I looked at the Chief Inspector for an uncomfortable five seconds. This kind of talk annoyed me no end.
“I am going to give a damn about him, sir. My men are going to give a damn about him. Carrick CID is going to give a damn about him,” I said and with the rule of threes ringing in his skull I finished the whisky, set the glass down on his desk, and exited the office with enough fizzy melodrama to have made the heart of the octogenarian Bette Davis in far-off California skip a beat.
I was still grinning when I made it back to Coronation Road ten minutes later.
3: THE BIG SHEEP
“What are you so pleased about?” Beth asked as I waltzed through the door kissing girlfriend, baby girl and cat, in that order.
“Oh nothing. Just something I said to the Chief Inspector.”
“Is that whisky on your breath? You know I worry about you driving with the liquor in you.”
“The Chief Inspector was pouring so it barely covered the bottom of the glass.”
She handed me a cold can of Bass. I popped it and took a gulp. A cigarette would have gone down well here but I was limiting myself to half a pack a day and I only had two left to get through the night.
“How was the cat in our absence?”
“He’s fine, but Niamh overfed him. She gave him two tins a day.”
I stroked him on the head again. He was a long, lean cat who burned off a lot of energy. “He looks OK to me.”
“How’s your big case?” Beth asked.
“It’s a murder all right. Some lunatic going around shooting drug dealers with a crossbow.”
“Will you be able to solve it?”
“I very much doubt it. No eye witnesses either because there were no eye witnesses or because they think the paramilitaries killed him and everyone is afraid to blab. Add in the fact that the murder weapon is an extremely common piece of equipment and that Mr Deauville was a drug dealer so he had many enemies and rivals … Nope it’s not looking good for a resolution.”
“And yet you seem cheerful enough?”
“Well we’ll give it the old college try, won’t we? You know how many murder cases I’ve successfully brought to trial since moving to Carrickfergus?”
“How many?”
“Zero.”
“And again you’re smiling, what’s up with you, Sean?”
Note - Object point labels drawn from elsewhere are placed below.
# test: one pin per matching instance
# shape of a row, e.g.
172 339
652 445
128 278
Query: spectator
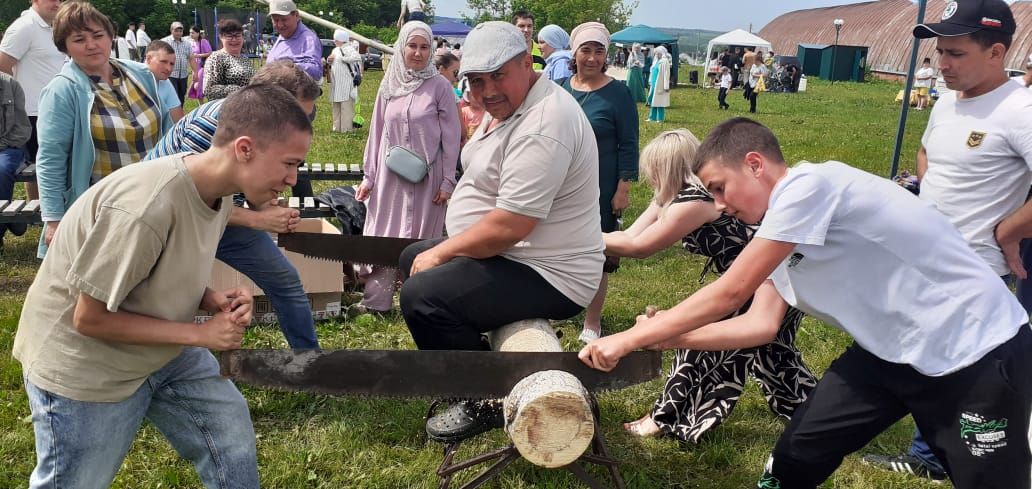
923 83
246 245
295 41
120 98
227 70
142 39
411 10
554 45
201 50
185 63
658 96
160 58
345 63
415 115
522 226
14 131
613 116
I pulled her close and got a whiff of her perfume. I brushed a line of red hair from her forehead and kissed her on the lips.
“A man’s nothing without a purpose. For the last couple of months we’ve been treading water but now I’ve got something solid to work on and by God I’m going to work on it no matter what that idiot Chief Inspector has to say about it.”
“You want a purpose? Change Emma and take her for a walk before the rain comes on again. Dinner will be up in half an hour.”
“OK.”
When I changed Emma’s nappy and powdered her she fell asleep on the changing table so I transferred her to the cot.
“OK to let her nap?” I called into Beth.
“Yeah, that’s fine. Hey, Niamh told me a joke. What do you get when you cross an agnostic, a dyslexic, and an insomniac?”
“Uhm—”
“An eejit who stays up all night wondering if there really is a dog,” I said.
I smiled and went out to the shed to “work on rebuilding my Triumph Bonneville”, a fiction Beth and I both accepted.
Shed.
Paint tins.
I had no idea sniffer dogs had gotten so sensitive so I moved my stash out of said tins and put it in a block of engine grease.
I picked up the extension phone and called Johnny Freeman, my marijuana dealer.
“Hello?”
“What’s that noise in the background. Is someone murdering cats?” I asked.
“It’s Kylie Minogue, as you well know.”
“I suppose you heard the news.”
“Of course. It was all over the Daily Mirror. Ian Rush is unhappy at Juventus and would love to come back to Anfield.”
“Not that news. What do you know about this dead drug dealer?”
“Oh, him? Unaffiliated independent operator. Only a matter of time before he got kneecapped or topped or threatened with kneecapping and topping.”
“You don’t sound particularly worried, Johnny.”
“I pay for protection. Twenty per cent. And still my prices cannot be beat in all of East Antrim … Did the drug squad seize any merchandise?”
“Nope. Nothing in the house. He must have a lock-up somewhere.”
“And when you find the lock-up?”
“Everything will be under lock and key in the property room. Weighed and catalogued. Destined to remain there until the investigation is concluded. This is a murder case.”
“What do they do with narcotics evidence after the case is over?”
“They destroy it.”
“Who destroys it?”
“Forget it, Johnny. There’s a whole procedure for illicit goods. A team from Belfast will come down for it and they’ll take it with them and then it’ll be incinerated.”
“Crying shame.”
“Johnny, if I could bring you back to the matter in hand. A man’s been murdered here. What do you know about Deauville?”
“Nothing. Moved here from Bangor a few months ago. Worked out of Sunnylands and Castlemara. Not my turf, so I didn’t care.”
“Whose turf was it?”
“The UVF runs them estates, as you well know.”